Saint Francis Xavier Catholic Church in Southeast D.C. was filled with elected officials, community leaders and a diverse quilt of political icons on Feb. 18 paying their final respects to former Ward 7 D.C. Council Member H.R. Crawford.

D.C. Officials, residents and Crawford’s family gathered at Saint Francis Xavier Catholic Church in Southeast D.C. to pay homage to the late politician. (Photo by Hamil Harris)

Born Hazle Reid Crawford in Winston Salem, N.C. on Jan. 18, 1939, Crawford adopted the nickname H.R. after his parents brought him to Washington D.C. when he was only three. The son of a housekeeper and a father who worked for the government and operated a boarding house, Crawford developed a passion for real estate, public service, fancy cars and palatial homes.

Crawford was elected to the D.C. Council in 1980 and though defeated in 1992, D.C. Mayor Muriel Bowser (D) said, during the service, that Crawford never stop working for the people. “He relished the role of being a former council member. He reminded me of Marion Barry.”

D.C. Officials, residents and Crawford’s family gathered at Saint Francis Xavier Catholic Church in Southeast D.C. to pay homage to the late politician. Photo by Hamil Harris

Four pews at Saint Francis Xavier were filled with current and former members of the D.C. Council. Chairman Phil Mendelson (D) spoke about getting frequent calls from Crawford to help other residents in the city. “It was never for himself but for others,” he said.

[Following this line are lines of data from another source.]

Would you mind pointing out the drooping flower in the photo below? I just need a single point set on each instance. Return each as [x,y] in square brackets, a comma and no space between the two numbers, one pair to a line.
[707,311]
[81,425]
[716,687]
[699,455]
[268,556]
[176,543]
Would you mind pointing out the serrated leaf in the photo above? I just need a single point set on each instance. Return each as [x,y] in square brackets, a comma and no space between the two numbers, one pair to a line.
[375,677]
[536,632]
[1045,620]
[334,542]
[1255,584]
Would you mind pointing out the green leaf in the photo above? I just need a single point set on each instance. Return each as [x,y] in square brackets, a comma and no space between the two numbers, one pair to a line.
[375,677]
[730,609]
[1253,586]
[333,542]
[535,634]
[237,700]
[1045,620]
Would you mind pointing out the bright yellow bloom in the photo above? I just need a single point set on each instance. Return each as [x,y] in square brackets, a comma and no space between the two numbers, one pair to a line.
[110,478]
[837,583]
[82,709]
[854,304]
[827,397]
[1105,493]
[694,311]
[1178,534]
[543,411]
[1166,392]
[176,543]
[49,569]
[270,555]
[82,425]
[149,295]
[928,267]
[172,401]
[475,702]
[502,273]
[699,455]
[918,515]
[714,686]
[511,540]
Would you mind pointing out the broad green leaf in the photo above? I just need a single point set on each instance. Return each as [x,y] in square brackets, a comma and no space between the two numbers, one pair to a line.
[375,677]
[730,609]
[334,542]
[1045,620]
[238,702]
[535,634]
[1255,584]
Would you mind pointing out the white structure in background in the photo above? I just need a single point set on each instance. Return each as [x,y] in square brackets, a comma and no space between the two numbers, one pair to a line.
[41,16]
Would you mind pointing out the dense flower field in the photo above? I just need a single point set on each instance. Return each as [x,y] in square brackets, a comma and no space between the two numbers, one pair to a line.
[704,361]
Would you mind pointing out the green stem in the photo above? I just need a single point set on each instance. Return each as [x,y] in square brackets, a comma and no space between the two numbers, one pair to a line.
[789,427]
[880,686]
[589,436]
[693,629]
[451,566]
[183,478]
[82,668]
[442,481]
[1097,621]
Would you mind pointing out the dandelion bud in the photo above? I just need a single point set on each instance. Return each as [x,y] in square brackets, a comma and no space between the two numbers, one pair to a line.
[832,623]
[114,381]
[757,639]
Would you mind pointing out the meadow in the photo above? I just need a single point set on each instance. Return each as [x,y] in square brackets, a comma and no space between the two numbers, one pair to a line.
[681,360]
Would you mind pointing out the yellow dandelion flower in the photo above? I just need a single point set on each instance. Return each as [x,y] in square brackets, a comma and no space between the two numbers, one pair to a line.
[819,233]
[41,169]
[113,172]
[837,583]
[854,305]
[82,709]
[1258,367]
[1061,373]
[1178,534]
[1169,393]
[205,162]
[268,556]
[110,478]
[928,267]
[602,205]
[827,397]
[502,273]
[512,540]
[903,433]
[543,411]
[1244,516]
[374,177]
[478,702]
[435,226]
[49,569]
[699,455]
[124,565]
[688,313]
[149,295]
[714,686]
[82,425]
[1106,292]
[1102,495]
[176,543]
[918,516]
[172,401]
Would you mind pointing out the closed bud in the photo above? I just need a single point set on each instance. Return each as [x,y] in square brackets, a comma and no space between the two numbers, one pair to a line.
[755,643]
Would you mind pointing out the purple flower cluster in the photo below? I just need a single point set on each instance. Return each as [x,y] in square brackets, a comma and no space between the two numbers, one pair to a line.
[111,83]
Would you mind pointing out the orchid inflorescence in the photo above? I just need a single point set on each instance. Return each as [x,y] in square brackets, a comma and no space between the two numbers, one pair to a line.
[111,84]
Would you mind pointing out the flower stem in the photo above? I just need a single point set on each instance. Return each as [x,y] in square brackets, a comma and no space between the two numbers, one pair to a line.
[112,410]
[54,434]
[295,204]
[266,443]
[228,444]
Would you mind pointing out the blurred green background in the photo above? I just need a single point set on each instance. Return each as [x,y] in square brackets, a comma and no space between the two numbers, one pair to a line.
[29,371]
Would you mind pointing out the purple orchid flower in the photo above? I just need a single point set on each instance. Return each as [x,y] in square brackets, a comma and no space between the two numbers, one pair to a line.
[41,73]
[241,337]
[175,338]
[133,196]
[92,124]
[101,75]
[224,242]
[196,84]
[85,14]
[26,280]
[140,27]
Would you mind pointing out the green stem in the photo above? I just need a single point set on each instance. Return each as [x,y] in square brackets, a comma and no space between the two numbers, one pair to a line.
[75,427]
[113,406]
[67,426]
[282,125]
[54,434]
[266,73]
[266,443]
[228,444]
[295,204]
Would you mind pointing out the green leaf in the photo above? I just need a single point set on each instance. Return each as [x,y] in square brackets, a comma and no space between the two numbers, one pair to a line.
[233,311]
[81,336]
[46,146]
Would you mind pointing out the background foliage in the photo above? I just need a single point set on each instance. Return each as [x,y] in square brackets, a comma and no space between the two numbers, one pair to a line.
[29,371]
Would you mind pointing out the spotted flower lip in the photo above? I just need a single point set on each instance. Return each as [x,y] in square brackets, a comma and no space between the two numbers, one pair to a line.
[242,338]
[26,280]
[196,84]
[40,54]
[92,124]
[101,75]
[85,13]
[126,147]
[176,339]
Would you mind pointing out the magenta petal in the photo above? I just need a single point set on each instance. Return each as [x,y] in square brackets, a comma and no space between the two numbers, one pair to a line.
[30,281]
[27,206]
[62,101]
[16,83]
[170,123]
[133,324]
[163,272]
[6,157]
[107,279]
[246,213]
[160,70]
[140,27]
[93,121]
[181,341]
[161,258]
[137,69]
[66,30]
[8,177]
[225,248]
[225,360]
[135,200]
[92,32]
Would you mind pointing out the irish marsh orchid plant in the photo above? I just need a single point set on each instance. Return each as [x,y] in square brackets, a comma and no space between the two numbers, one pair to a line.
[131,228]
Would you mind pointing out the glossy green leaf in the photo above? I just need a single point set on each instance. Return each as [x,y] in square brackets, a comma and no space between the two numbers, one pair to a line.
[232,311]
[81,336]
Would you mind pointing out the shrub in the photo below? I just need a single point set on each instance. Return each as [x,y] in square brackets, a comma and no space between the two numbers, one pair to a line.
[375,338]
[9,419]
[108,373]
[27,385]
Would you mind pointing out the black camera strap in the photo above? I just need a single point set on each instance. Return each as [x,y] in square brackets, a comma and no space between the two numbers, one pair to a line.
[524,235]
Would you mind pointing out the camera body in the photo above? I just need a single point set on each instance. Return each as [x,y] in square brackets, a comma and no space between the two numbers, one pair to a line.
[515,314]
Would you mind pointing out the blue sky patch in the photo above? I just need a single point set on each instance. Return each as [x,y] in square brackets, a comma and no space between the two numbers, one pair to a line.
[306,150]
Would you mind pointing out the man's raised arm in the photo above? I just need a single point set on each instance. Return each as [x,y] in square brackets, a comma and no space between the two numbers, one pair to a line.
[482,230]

The Rev. Mary E. Ivey, chair of Access Housing, a nonprofit organization that provides housing, counseling, and rehabilitative services to homeless veterans, served as the moderator of the funeral. She said Crawford founded the organization after he found homeless people sleeping and living under a bridge in Georgetown. “He had a heart of love for all people at a certain level of life and those trying to find their way,” she said.

At a time when the District is polarized along racial and political lines, Crawford’s life is a testimony to things long gone. Before being elected to the council, he was appointed to the U.S. Department of Housing and Urban Development as an assistant secretary by President Richard Nixon.

Crawford graduated from Cardozo High School in 1957. He served in the Air Force from 1957 to 1965. He attended the D.C. Teachers’ college, Howard University, Chicago State University, and American University where, in 1968, he became the first person of color to obtain a certificate as a certified property manager.

Former Gallaudet University President I. King Jordan forged a close bond with Crawford after both men were stationed at the Pentagon in the 1950s. “I was in the Navy and he was in the Air Force. I was an E4 and he was an E5,” Jordan said. “The creases in his pants were so sharp it could cut paper.”

Crawford went from the military to college to a career in public service that included serving as the chair for the Metropolitan Council of Governments and the Metropolitan Washington Airport Authority. His passion, however, was providing affordable housing for those on the margins of life especially veterans.

Brian Hawkins, director of the VA Medical Center of D.C., spoke about how Crawford loved veterans and he was impatient when veterans were mistreated. He said one day he got a call from Crawford that began with “You are killing veterans . . .”

In addition to being the principle of Edgewood Management and other real estate ventures, Crawford was also a developer. D.C. Council member Vincent Gray (D- Ward 7) said he was on the phone with Crawford, recently, discussing the completion of several real estate ventures.

As she stood on the steps of the church, former Mayor Sharon Pratt Kelly said, “He was smart, strategic, and he knew how to make things happen and we knew we had to close ranks and follow him.”

Christine Brooks, who worked at the D.C. Department of Human Service during the Crawford years called him one of the last “godfathers,” in the city who tried to help people. “He was like Marion Barry,” she said.